Sitting in the terminal at JFK airport waiting for his flight to Dubai, Yusuf had taken out his cell phone and deactivated his Facebook account. It was a sharp-edged moment, dulled only slightly by the number of people who passed him without noticing the bright young lawyer who had just disconnected himself from that world. Maybe it wasn’t such a monumental decision after all. He deleted the app from his phone. He would immerse himself in his work, he’d resolved, and it would be best not to be distracted by pictures of his former classmates clinking glasses in dimly lit lounges in the East Village of New York City or biking through Rock Creek Park in D.C.
“I’m not going to stay here forever, Madar-jan. I’ll be home once I feel like I’ve accomplished something here.”
He could hear her tired exhalation, the acquiescence to her son’s whims.
“I know that country better than you do,” she said. “You’ll accomplish a lot there, but the second you step away, it’ll seem that you’ve accomplished nothing at all. You’ll be the poor ant who drags grains of dirt three times his size to build a home only to have it trampled over with one person’s careless footstep. It’ll break your heart, and that’s what I’m most worried about.”
When he hung up, Yusuf felt the weight of quiet in the room. He rose from the bed and went to the radio on the dresser, flipping it on and turning the dial to scan through the stations. At the sound of a young man’s voice, his fingers paused.
“You’ve called Radio Sabaa,” the host announced. “Go ahead and speak whatever is in your heart.”

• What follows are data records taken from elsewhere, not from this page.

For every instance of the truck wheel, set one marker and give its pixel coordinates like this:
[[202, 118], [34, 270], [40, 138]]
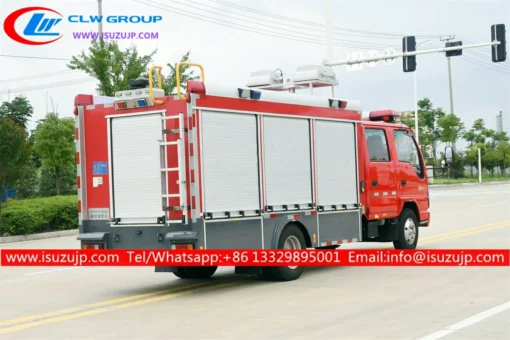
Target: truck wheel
[[291, 238], [195, 272], [408, 230]]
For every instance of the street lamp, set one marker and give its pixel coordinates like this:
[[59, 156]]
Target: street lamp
[[416, 100]]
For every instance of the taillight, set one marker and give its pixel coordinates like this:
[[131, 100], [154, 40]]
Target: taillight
[[93, 246], [188, 246]]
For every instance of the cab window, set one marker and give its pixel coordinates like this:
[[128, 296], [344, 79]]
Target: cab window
[[407, 150], [377, 145]]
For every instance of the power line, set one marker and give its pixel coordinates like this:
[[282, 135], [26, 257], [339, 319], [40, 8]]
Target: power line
[[469, 60], [248, 29], [49, 85], [43, 75], [278, 28], [484, 60], [32, 57], [315, 24], [308, 28]]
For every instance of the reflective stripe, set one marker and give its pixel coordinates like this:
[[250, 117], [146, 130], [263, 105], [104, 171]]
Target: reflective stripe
[[338, 242]]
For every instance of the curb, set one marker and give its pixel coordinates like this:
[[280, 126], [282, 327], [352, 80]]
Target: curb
[[41, 236], [457, 185]]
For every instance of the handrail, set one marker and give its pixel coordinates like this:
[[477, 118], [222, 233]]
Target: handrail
[[178, 76], [159, 83]]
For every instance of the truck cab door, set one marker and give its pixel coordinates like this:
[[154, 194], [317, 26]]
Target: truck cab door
[[381, 175], [411, 170]]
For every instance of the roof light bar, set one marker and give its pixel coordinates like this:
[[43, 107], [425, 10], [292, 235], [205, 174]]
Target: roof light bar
[[248, 93], [383, 115], [337, 104]]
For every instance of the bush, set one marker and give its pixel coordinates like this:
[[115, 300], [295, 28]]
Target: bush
[[38, 215]]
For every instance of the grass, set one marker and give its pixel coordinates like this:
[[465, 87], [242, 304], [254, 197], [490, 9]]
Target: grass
[[485, 179]]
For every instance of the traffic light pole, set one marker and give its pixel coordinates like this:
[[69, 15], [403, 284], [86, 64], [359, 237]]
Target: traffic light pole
[[479, 165], [407, 54]]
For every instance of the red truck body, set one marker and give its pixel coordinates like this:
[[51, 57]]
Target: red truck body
[[242, 168]]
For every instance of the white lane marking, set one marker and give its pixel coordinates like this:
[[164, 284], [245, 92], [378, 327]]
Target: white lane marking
[[467, 322], [491, 205], [489, 196], [51, 271]]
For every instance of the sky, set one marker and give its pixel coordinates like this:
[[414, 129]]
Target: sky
[[232, 38]]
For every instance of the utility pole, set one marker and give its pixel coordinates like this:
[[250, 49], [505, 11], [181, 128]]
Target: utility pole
[[327, 7], [100, 13], [479, 165], [447, 39]]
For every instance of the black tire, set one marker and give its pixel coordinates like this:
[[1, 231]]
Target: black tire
[[199, 273], [408, 230], [291, 231]]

“This is the first time I’m calling.” The voice was nervous and Yusuf closed his eyes. He could picture the caller, a young man in dark denim and sneakers, a polo shirt with Coca-Cola embroidered on the pocket. He was on his cell phone, ducking into a side room of his home so his sisters and parents would not overhear his confession. “I’ve been in love with a girl since I was a boy. I love everything about her. The shape of her eyebrows, the sound of her voice, the way she smiles. I used to follow her whenever she left her home, just so she’d know how much I cared about her. When she noticed, she looked back and smiled at me and it was as if . . . as if in that moment our hearts became stitched to each other.”
“Ah, young love.” The host sighed. “Please go on.”
“In the last two years, we’ve talked nearly every day. We talk about our studies and our families and our hopes for the future. I want, God willing, to own a business one day, maybe a restaurant or a furniture store.”
Yusuf smiled to himself, let go of the dial, and wandered back to the bed.
“I can only imagine doing all this if she’s with me, by my side. I can’t imagine life without her. I’ve never loved anyone else. I’ve never even looked at another girl the way I look at her.”
“It sounds like she loves you as well. Is something standing in the way of your being together?” the host nudged, his voice thick with sympathy.
“There is a big problem. Her family has recently engaged her to another, a boy she does not love. He is in Germany and will be coming in two weeks for a wedding. After that, it’s only a matter of time before she leaves to join him in Europe. She doesn’t want to go. She told me that, but her family is insisting.”
“How very heartbreaking!”
“It is. I cannot sleep. I have no appetite. I can barely do my job. If she leaves, I’m sure I’ll be alone for the rest of my life. Nothing could fill the hole in my heart.”
“Beautifully said, my young friend,” said the host. He whispered something barely off air and cleared his throat. “I hope that if you and this young woman are destined for each other, nothing will stand in the way of your devotion. This is Night of the Hearts on Radio Sabaa. We’re going to take another caller now . . .”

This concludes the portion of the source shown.